Alarica Dietzen, MD, MPH1, Felix Saladin, MD1, Jigna C. Jani, MD2, Thuy-Van Hang, MD1 1Emory University School of Medicine, Atlanta, GA; 2Joseph Maxwell Cleland Atlanta Veteran Affairs Medical Center, Decatur, GA Introduction: Alpha-1 antitrypsin deficiency (AATD) is an autosomal, codominant disorder characterized by decreased functionality of alpha-1 antitrypsin (AAT), a protein that inhibits human neutrophil elastase. AATD is typically associated with Pi*ZZ homozygotes but also occurs in Pi*MZ and the Pi*SZ heterozygotes, affecting both lung and liver function.
Case Description/
Methods: A 48-year-old man living with controlled HIV, chronic hepatitis B, and chronic cholestasis thought to be from antiretrovirals, presented with one month of recurrent right upper quadrant (RUQ) pain, fatigue, nausea, and vomiting. Initial evaluation was remarkable for scleral icterus and RUQ tenderness, as well as total bilirubin (Tbili) 7.7 mg/dL (from baseline 4.2 mg/dL), ALP 403 U/L, AST 201 U/L, and ALT 142 U/L. MRI Abdomen confirmed liver cirrhosis without biliary ductal dilatation, masses, or venous occlusions. By day four, his symptoms improved. Tbili peaked at 10.9 mg/dL. He was discharged with plans for outpatient liver biopsy. He returned five days later with worsening RUQ pain, myalgias, chills, night sweats, dyspnea, and a Tbili of 13.1 mg/dL. A liver biopsy was performed, and he was discharged once Tbili stabilized at 11.9 mg/dL. Pathology revealed cholestatic hepatitis, stage III/IV fibrosis, chronic portal inflammation, and scattered Periodic Acid-Schiff (PAS)-positive globules. Stains for Epstein-Barr virus, cytomegalovirus, and herpes simplex viruses were negative. Autoimmune workup was negative. AAT level was mildly elevated to 216 mg/dL, decreasing initial concern for AATD. Drug-induced liver injury was favored, but due to PAS+ globules, AAT genotyping was ordered and revealed a Pi*MZ genotype. Over the next five months, the patient’s Tbili rose to 26.3. He ultimately was felt to have cirrhosis and severe cholestatic injury due to his AAT PI*MZ phenotype compounded by chronic HIV and HBV, despite viral suppression. Six months later, he received a liver transplant. His explant demonstrated an incidental < 1 cm hepatocellular carcinoma. Discussion: AAT is an acute phase reactant that can be elevated, even in the setting of AATD. In patients with progressively worsening liver injury and proinflammatory states, AATD should remain on the differential despite an elevated AAT level, and genotyping should be pursued. Heterozygous Pi*MZ patients may be at increased risk for chronic liver disease progression if they have comorbid conditions, such as chronic viral infections. Generative AI was used to condense this abstract.

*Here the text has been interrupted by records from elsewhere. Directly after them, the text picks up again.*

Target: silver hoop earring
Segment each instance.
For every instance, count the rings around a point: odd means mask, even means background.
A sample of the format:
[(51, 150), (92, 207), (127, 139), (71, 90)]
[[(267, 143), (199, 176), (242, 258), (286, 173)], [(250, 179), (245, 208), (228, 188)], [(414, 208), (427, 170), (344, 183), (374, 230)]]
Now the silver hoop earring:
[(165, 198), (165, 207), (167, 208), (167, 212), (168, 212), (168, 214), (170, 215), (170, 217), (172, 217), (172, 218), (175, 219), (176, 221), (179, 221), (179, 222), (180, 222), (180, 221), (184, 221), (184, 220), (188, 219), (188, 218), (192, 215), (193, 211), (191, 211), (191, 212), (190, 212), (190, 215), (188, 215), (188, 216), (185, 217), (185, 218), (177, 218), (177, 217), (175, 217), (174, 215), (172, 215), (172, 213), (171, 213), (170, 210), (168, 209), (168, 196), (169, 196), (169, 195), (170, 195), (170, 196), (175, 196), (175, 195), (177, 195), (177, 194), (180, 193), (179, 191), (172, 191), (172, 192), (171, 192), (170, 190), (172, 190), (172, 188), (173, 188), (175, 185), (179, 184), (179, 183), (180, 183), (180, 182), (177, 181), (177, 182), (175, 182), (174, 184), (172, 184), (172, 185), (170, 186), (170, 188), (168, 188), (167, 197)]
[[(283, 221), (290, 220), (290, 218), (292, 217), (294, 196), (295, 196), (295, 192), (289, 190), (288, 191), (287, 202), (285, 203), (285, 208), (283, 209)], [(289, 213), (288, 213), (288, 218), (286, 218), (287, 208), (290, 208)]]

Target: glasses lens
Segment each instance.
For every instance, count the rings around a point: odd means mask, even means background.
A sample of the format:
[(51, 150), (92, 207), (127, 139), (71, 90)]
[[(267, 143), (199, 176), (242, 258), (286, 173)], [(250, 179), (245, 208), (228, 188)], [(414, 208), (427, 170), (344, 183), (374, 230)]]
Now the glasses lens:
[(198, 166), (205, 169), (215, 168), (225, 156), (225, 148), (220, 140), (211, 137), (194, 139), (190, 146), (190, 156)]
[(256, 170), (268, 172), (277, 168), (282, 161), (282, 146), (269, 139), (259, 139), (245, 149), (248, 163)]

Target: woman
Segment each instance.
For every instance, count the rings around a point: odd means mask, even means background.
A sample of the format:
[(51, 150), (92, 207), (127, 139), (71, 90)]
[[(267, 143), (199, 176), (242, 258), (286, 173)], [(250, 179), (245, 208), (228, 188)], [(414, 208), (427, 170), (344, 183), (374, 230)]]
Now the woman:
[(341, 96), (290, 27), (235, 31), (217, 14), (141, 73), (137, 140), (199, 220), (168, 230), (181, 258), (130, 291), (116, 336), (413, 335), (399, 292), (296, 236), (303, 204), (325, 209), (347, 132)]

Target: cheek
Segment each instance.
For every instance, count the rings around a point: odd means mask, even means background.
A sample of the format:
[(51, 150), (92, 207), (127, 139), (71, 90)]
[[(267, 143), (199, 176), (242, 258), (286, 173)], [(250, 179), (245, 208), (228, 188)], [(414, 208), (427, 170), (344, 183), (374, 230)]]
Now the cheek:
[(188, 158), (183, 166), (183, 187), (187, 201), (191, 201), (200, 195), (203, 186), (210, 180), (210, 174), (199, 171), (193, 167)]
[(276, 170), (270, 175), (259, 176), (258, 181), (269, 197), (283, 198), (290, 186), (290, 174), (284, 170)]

Figure: Alpha-1 antitrypsin globules within the cytoplasm of a hepatocyte that has stained positive (magenta) using Periodic acid Shiff-Diastase (PAS-D) stain.
Figure: H&E stain of portal tract inflammation at 20x magnification.
Disclosures: Alarica Dietzen indicated no relevant financial relationships. Felix Saladin indicated no relevant financial relationships. Jigna Jani indicated no relevant financial relationships. Thuy-Van Hang indicated no relevant financial relationships.
Alarica Dietzen, MD, MPH1, Felix Saladin, MD1, Jigna C. Jani, MD2, Thuy-Van Hang, MD1. P1772 - Tripping Over Trypsin: How Coexistent Inflammatory States Can Trip up Healthcare Providers in the Diagnosis of Alpha-1 Antitrypsin Deficiency, ACG 2025 Annual Scientific Meeting Abstracts. Phoenix, AZ: American College of Gastroenterology.